China: The Secret Wars
July 22, 2016

The economy remains the major problem for the people that run China. Islamic terrorism, foreign affairs and military reforms all matter much less than the health of the economy. The government says all is well but a growing number of foreign economists and Chinese business leaders have doubts. The foreigners can speak openly while Chinese critics must be discreet. The government predicts GDP growth for 2016 to be about 6.5 percent which and that estimate has not wavered. That makes a lot of experts wary, because as time goes by more evidence of past falsification of data become obvious. There are a lot of old problems that can no longer be hidden. These include massive pollution, corruption, and unprofitable state owned industries. These problems have gotten worse and are crippling economic growth and must be tended to. Territorial claims in the South China Sea and India are distractions from what concerns people most in China; the economy. Thus while Japan continues to be a useful villain for distracting propaganda the government also realizes that Japanese economic power, expertise and experience with economic crises (in an East Asian cultural context) are more useful to Chinese survival. This cannot be admitted publically, but then neither can a lot of essential truths. It’s the East Asian way.

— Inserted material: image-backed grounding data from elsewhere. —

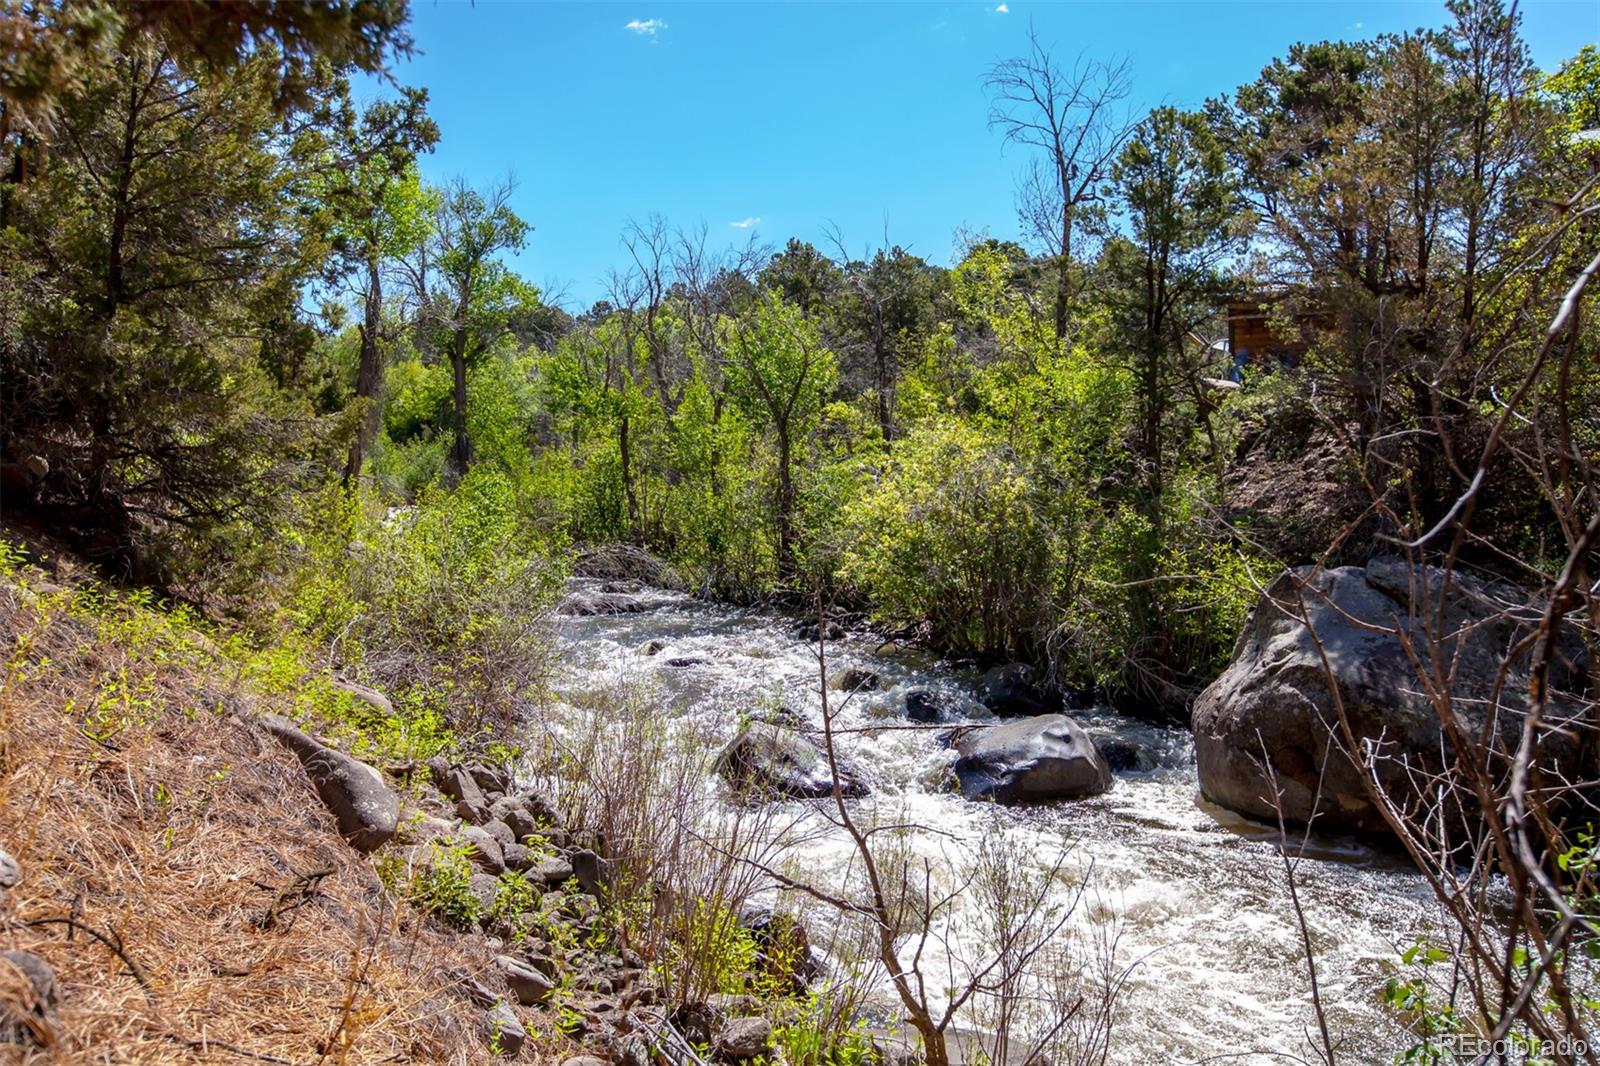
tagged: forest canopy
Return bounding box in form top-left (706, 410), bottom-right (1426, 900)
top-left (0, 0), bottom-right (1595, 720)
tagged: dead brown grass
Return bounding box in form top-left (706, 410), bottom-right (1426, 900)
top-left (0, 569), bottom-right (512, 1064)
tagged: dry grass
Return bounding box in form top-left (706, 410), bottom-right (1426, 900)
top-left (0, 567), bottom-right (510, 1064)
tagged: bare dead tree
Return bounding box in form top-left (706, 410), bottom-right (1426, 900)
top-left (984, 27), bottom-right (1136, 341)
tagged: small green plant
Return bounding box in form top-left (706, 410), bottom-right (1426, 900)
top-left (774, 991), bottom-right (876, 1066)
top-left (488, 870), bottom-right (540, 944)
top-left (1383, 939), bottom-right (1462, 1064)
top-left (405, 842), bottom-right (482, 928)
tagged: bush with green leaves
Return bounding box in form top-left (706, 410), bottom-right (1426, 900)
top-left (287, 466), bottom-right (566, 742)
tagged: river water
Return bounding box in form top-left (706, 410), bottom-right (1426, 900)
top-left (549, 579), bottom-right (1431, 1064)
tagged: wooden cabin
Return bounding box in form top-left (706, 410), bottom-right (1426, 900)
top-left (1225, 295), bottom-right (1328, 378)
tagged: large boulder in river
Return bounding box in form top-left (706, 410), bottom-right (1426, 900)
top-left (557, 588), bottom-right (649, 616)
top-left (715, 723), bottom-right (868, 800)
top-left (1193, 559), bottom-right (1592, 834)
top-left (953, 715), bottom-right (1111, 804)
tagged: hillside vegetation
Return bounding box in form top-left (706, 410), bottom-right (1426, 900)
top-left (1, 0), bottom-right (1598, 1062)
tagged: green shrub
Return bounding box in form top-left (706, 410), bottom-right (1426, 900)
top-left (404, 842), bottom-right (482, 928)
top-left (287, 467), bottom-right (566, 742)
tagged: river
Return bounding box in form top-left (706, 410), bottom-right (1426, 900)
top-left (548, 579), bottom-right (1431, 1064)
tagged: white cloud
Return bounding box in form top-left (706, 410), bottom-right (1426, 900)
top-left (728, 217), bottom-right (762, 229)
top-left (995, 3), bottom-right (1009, 12)
top-left (625, 18), bottom-right (666, 36)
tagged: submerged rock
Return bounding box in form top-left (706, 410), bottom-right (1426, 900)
top-left (953, 714), bottom-right (1111, 804)
top-left (905, 689), bottom-right (954, 723)
top-left (830, 667), bottom-right (882, 693)
top-left (714, 723), bottom-right (868, 800)
top-left (1193, 559), bottom-right (1592, 834)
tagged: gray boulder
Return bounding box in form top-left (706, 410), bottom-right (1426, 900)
top-left (1193, 560), bottom-right (1592, 834)
top-left (976, 663), bottom-right (1052, 716)
top-left (261, 715), bottom-right (399, 852)
top-left (0, 950), bottom-right (58, 1047)
top-left (953, 715), bottom-right (1111, 804)
top-left (437, 765), bottom-right (487, 808)
top-left (458, 825), bottom-right (507, 873)
top-left (526, 855), bottom-right (574, 886)
top-left (467, 763), bottom-right (513, 795)
top-left (717, 1016), bottom-right (773, 1060)
top-left (715, 723), bottom-right (868, 800)
top-left (486, 1002), bottom-right (527, 1056)
top-left (496, 954), bottom-right (555, 1005)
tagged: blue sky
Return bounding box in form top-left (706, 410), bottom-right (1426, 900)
top-left (378, 1), bottom-right (1597, 309)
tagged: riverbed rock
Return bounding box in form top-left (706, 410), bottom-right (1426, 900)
top-left (663, 656), bottom-right (710, 669)
top-left (905, 689), bottom-right (953, 723)
top-left (830, 667), bottom-right (882, 693)
top-left (1091, 734), bottom-right (1154, 773)
top-left (0, 950), bottom-right (59, 1047)
top-left (260, 715), bottom-right (399, 852)
top-left (976, 663), bottom-right (1051, 716)
top-left (485, 1002), bottom-right (527, 1056)
top-left (717, 1016), bottom-right (773, 1059)
top-left (1192, 560), bottom-right (1593, 833)
top-left (558, 589), bottom-right (650, 617)
top-left (793, 618), bottom-right (845, 643)
top-left (952, 715), bottom-right (1111, 804)
top-left (715, 723), bottom-right (867, 800)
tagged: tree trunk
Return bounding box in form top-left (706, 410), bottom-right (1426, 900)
top-left (344, 248), bottom-right (385, 484)
top-left (776, 424), bottom-right (794, 579)
top-left (619, 413), bottom-right (639, 536)
top-left (1053, 208), bottom-right (1072, 340)
top-left (873, 309), bottom-right (892, 443)
top-left (450, 325), bottom-right (471, 475)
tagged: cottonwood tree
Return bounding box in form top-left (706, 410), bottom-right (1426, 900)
top-left (318, 86), bottom-right (438, 482)
top-left (722, 292), bottom-right (837, 580)
top-left (413, 177), bottom-right (532, 476)
top-left (985, 27), bottom-right (1137, 341)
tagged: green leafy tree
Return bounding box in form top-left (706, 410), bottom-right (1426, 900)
top-left (316, 86), bottom-right (438, 482)
top-left (416, 177), bottom-right (532, 476)
top-left (722, 291), bottom-right (838, 579)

Some things the leaders have to discuss openly and one that involves most Chinese is the government effort to deal with corruption. A recent decision seems promising and it involves changing the rules for monitoring the performance of the most senior officials and investigating corruption among people who were long believed immune to such indignities. This puts the government back on track because assurances were made in early 2016 that the anti-corruption campaign would not only continue but intensify. In the past mainly lower ranking Chinese Communist Party members were prosecuted but by 2015 it became clear that if the corrupt senior party members were not shut down the widespread corruption would survive and thrive. So prosecutors were told that no one was immune and throughout 2015 some of the most senior government and Chinese Communist Party officials were being prosecuted. This was unprecedented and if the investigators are allowed to prosecute everyone who was dirty there would be a lot of new faces in the partly leadership by the end of 2016. Then came the Panama Papers. Chinese leaders hate surprises like this but it became and by May investigations of senior officials seemed to be fading. Apparently not.

Nervous Neighbors

Despite Chinese willingness to quietly ask for advice and cooperation on economic matters Japan also recognizes a need for more obvious diplomatic gestures. Thus Japan is greatly increasing its defense spending, and doing so more efficiently. Japan is saving money by purchasing foreign (mainly American) weapons. In the past Japan would license American tech and build the weapons in Japan. That cost a lot more but created more jobs and a sense of self-sufficiency. That is no longer enough and Japan is buying more weapons and strengthening military ties with the Americans and neighbors also concerned with the very visible Chinese territorial aggression. Most Japanese leaders realize that this Chinese aggression is mostly for show, to distract the Chinese people from more significant economic problems back home, but that sort of distraction has, in the past, led to war. It’s how Japan got involved in a series of foreign conquests that began in the late 19th century and ended in 1945 with a devastating defeat that will take a long time to forget.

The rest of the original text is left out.